Batteries EV : 7 groupes chinois captent 72,4% du marché mondial
En S1 2026, 7 fabricants chinois pèsent 72,4% du marché mondial des batteries EV : la concentration s’intensifie.
Le dernier relevé relayé par CnEVPost, à partir des données SNE Research sur janvier-juin 2026, place CATL à 39,9% du marché mondial, BYD à 14,4%, puis cinq autres groupes chinois dans le top 10. Le trio de tête ne raconte pas tout : c’est la profondeur de la base chinoise qui fixe désormais les conditions du marché.
Pour les constructeurs hors Chine, le sujet ne se limite plus au classement. Il touche les contrats d’achat, la capacité à sécuriser des volumes sur plusieurs trimestres, et la possibilité de répartir le risque entre fournisseurs.
CATL creuse l’écart, BYD reste numéro deux
CATL conserve une avance nette. Le groupe a installé 188,4 GWh de batteries EV de janvier à mai 2026 selon SNE, pour 40,2% du marché sur cette période, avant que la synthèse H1 2026 ne l’arrête à 39,9%. L’écart avec le numéro deux reste large.
BYD garde la deuxième place avec 14,4%. Son profil reste plus lié à ses propres ventes de véhicules, ce qui rend sa trajectoire plus sensible aux arbitrages commerciaux du constructeur. Là encore, la donnée ne parle pas seulement de puissance industrielle ; elle montre aussi une dépendance structurelle à la demande du marché final.

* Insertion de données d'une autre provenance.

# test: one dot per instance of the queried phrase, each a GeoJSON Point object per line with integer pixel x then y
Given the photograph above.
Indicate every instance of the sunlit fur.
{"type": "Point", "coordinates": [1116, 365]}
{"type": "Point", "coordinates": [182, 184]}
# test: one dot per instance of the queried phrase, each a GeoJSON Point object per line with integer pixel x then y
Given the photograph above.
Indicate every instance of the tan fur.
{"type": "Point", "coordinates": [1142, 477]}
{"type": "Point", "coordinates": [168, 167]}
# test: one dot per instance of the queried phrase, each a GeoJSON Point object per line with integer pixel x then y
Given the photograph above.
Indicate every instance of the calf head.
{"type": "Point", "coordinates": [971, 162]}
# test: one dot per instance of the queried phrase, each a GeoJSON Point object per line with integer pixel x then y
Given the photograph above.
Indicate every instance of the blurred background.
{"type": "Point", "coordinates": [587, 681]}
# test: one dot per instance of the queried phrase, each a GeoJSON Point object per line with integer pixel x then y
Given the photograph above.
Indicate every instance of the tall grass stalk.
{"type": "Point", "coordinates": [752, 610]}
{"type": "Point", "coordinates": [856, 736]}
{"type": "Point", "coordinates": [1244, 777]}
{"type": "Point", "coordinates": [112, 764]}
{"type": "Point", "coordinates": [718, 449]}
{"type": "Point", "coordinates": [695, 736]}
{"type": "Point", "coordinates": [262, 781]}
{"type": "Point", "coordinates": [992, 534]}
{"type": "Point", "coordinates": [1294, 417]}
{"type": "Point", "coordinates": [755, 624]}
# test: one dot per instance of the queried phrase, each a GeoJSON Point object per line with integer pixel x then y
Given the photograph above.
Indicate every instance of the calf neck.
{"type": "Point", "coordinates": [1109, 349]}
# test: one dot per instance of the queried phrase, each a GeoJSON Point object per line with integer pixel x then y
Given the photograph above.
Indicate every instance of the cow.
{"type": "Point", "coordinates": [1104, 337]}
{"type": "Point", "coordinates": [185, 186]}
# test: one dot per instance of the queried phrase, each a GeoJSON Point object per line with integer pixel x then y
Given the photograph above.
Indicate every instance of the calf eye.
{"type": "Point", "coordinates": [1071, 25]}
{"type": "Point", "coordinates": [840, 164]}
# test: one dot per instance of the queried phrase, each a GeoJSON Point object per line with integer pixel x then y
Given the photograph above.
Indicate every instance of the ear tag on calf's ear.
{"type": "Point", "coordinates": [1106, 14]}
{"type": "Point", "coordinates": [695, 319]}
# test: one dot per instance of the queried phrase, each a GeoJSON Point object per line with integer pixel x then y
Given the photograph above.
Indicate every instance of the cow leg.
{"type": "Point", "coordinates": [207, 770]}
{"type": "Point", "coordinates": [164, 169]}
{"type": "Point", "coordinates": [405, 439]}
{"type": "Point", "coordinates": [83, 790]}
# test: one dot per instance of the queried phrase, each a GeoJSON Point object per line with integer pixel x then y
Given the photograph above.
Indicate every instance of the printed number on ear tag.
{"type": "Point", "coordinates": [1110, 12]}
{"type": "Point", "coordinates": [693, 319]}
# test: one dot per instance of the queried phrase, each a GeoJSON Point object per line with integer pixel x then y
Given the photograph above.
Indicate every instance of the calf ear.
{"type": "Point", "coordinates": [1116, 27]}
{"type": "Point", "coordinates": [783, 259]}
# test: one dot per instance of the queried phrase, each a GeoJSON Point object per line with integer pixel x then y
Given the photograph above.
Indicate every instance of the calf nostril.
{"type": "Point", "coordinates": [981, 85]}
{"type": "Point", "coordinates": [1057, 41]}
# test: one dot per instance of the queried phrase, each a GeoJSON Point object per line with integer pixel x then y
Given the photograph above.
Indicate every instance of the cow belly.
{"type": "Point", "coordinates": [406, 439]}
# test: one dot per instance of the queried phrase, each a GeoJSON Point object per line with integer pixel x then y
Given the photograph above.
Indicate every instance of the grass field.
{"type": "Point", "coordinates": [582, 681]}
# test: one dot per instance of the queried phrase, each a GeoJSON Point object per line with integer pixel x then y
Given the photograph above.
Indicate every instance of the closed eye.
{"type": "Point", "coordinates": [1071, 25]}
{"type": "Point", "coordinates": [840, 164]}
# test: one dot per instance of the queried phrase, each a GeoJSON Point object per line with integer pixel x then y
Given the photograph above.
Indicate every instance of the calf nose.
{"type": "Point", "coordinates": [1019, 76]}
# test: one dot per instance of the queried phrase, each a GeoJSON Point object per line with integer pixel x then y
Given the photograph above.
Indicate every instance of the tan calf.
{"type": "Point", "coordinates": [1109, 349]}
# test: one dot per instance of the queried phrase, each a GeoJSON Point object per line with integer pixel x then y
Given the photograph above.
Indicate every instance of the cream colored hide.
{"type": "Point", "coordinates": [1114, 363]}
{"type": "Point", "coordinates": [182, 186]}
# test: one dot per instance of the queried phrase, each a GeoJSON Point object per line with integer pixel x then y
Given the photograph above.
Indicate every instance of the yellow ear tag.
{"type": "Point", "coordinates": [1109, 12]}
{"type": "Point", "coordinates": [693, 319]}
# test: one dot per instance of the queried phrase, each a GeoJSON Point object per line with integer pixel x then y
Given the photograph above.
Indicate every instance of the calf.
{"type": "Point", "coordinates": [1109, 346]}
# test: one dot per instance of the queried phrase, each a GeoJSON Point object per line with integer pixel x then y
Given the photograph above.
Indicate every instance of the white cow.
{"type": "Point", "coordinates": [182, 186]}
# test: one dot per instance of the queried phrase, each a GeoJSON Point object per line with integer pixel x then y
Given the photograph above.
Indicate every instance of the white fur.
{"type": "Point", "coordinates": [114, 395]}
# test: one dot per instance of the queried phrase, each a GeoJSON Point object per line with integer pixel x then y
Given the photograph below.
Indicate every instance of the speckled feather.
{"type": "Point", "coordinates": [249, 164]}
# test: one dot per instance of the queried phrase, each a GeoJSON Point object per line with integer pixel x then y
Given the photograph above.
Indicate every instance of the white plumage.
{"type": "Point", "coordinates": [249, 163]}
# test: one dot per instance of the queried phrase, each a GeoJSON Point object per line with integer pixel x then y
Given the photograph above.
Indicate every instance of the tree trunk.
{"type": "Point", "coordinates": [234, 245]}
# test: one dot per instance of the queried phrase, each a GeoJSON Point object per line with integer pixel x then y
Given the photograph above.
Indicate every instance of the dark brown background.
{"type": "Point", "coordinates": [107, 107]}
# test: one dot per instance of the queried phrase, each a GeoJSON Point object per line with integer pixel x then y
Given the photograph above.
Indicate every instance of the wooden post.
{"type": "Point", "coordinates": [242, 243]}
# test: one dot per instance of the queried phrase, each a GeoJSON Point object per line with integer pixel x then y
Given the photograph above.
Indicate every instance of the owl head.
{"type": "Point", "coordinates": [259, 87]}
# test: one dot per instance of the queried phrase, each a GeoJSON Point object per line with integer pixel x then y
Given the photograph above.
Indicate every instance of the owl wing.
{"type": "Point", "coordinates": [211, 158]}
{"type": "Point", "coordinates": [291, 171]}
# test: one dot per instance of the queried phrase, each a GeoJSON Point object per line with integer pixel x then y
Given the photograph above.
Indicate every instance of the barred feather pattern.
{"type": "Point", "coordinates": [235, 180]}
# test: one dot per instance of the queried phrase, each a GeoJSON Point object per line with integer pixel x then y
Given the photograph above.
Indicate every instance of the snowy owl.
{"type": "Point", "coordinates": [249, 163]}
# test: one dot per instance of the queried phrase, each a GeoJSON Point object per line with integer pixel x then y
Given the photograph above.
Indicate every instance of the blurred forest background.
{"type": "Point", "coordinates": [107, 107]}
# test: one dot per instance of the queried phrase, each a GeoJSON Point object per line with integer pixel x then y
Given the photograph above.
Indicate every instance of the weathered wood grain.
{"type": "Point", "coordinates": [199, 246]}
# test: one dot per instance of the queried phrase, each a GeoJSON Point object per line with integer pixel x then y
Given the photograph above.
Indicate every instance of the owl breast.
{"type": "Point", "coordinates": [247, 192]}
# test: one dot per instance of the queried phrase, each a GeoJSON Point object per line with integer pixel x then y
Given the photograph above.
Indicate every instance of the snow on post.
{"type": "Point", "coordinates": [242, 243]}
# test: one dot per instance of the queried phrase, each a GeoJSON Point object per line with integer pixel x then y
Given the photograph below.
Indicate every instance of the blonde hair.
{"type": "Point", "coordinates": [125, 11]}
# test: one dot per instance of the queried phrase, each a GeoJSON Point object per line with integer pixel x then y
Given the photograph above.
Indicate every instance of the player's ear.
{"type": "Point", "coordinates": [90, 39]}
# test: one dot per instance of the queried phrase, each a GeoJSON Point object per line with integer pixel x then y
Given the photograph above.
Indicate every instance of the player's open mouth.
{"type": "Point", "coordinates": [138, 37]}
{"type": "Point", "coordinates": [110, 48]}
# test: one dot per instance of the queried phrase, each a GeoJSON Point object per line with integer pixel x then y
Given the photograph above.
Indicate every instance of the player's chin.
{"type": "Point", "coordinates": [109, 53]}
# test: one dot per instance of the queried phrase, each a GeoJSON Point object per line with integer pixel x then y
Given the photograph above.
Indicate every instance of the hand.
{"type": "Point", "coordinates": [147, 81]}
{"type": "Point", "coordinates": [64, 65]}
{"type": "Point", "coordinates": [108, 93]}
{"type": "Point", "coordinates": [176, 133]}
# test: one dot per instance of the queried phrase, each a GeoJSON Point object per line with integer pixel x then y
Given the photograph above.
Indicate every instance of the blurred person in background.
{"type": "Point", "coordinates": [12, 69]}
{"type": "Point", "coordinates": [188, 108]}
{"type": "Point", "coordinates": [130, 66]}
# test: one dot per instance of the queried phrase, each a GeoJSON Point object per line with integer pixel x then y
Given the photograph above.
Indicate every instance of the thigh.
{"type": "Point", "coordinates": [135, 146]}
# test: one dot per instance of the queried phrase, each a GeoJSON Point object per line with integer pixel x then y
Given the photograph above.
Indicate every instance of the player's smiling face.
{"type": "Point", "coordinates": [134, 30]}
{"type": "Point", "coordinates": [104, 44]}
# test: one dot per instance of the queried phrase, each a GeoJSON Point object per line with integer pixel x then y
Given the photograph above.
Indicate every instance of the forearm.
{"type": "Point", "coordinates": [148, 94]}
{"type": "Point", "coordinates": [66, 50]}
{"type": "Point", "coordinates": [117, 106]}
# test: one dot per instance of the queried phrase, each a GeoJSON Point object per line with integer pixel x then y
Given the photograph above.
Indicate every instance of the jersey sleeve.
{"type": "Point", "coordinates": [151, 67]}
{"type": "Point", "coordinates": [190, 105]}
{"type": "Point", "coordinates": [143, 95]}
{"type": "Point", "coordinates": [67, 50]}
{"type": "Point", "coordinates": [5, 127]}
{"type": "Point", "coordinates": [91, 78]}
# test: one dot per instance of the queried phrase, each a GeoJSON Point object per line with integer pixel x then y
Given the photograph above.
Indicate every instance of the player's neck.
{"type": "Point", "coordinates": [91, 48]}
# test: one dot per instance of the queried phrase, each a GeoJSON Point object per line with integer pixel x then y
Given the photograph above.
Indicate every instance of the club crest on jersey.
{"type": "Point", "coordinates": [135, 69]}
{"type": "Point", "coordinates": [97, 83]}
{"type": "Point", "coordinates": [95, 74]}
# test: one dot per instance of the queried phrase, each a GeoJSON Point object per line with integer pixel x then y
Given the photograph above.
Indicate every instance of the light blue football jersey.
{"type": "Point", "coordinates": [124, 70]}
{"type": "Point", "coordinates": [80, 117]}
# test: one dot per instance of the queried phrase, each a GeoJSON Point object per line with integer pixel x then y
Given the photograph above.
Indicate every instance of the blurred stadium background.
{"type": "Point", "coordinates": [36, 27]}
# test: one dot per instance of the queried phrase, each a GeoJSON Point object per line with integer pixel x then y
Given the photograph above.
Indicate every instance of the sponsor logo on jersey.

Le point le plus marquant vient du cumul chinois. Sept fabricants du pays figurent dans le top 10 et additionnent 72,4% du marché mondial. La lecture opérationnelle est simple : un acheteur non chinois qui veut une stratégie de couverture sérieuse doit composer avec une offre très concentrée.

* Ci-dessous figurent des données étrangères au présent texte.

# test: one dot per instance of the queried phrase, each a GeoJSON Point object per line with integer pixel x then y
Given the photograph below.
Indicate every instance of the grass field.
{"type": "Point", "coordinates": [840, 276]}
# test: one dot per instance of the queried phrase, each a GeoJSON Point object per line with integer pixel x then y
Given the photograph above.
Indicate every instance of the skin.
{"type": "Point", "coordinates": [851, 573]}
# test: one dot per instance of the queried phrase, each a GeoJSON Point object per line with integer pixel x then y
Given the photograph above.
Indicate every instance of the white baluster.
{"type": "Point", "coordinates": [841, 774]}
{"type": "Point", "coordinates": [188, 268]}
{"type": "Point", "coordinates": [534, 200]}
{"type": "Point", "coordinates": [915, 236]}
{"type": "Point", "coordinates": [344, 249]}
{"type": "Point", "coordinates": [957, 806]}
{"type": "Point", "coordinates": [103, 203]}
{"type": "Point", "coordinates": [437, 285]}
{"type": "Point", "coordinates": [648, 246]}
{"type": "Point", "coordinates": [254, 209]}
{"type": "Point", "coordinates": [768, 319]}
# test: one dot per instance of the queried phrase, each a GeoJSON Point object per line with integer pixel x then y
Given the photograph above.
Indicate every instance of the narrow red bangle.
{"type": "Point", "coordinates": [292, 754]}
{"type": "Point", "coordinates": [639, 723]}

Le risque se déplace vers l’approvisionnement
Cette concentration change la négociation. Quand un petit nombre d’acteurs tient une part aussi élevée du marché, les contrats portent moins sur le seul prix cellule et davantage sur la capacité réservée, la stabilité des livraisons, les clauses de révision et les priorités d’allocation en cas de tension.
Pour un OEM européen, nord-américain ou latino-américain, le sujet devient aussi géographique. Diversifier des batteries hors de Chine demande du temps, du capital et des accords industriels solides. Or les groupes non chinois du top 10, même présents, restent loin derrière CATL et le bloc chinois.
Les données SNE publiées sur janvier-mai 2026 montraient déjà la même direction : 469,2 GWh installés dans le monde, en hausse de 16,3% sur un an, avec CATL à 40,2% et BYD à 14,4%. Le chiffre H1 2026 confirme que la concentration ne tient pas à un mois isolé ; elle s’inscrit sur une période plus longue.
Capacité, prix, conformité : les trois arbitrages des acheteurs
Pour les acheteurs hors Chine, trois arbitrages deviennent plus serrés.
Premier arbitrage : la capacité. Les contrats doivent sécuriser des volumes suffisants pour éviter une rupture de cadence sur les plateformes EV. Deuxième arbitrage : le coût total. Les fournisseurs chinois restent centraux sur les chimies LFP et sur les formats les plus industrialisés, ce qui pèse sur les prix et sur les délais de montée en série. Troisième arbitrage : la conformité. En Europe et aux États-Unis, les règles de traçabilité, de contenu local et de sécurisation de la chaîne d’approvisionnement compliquent les choix d’achat.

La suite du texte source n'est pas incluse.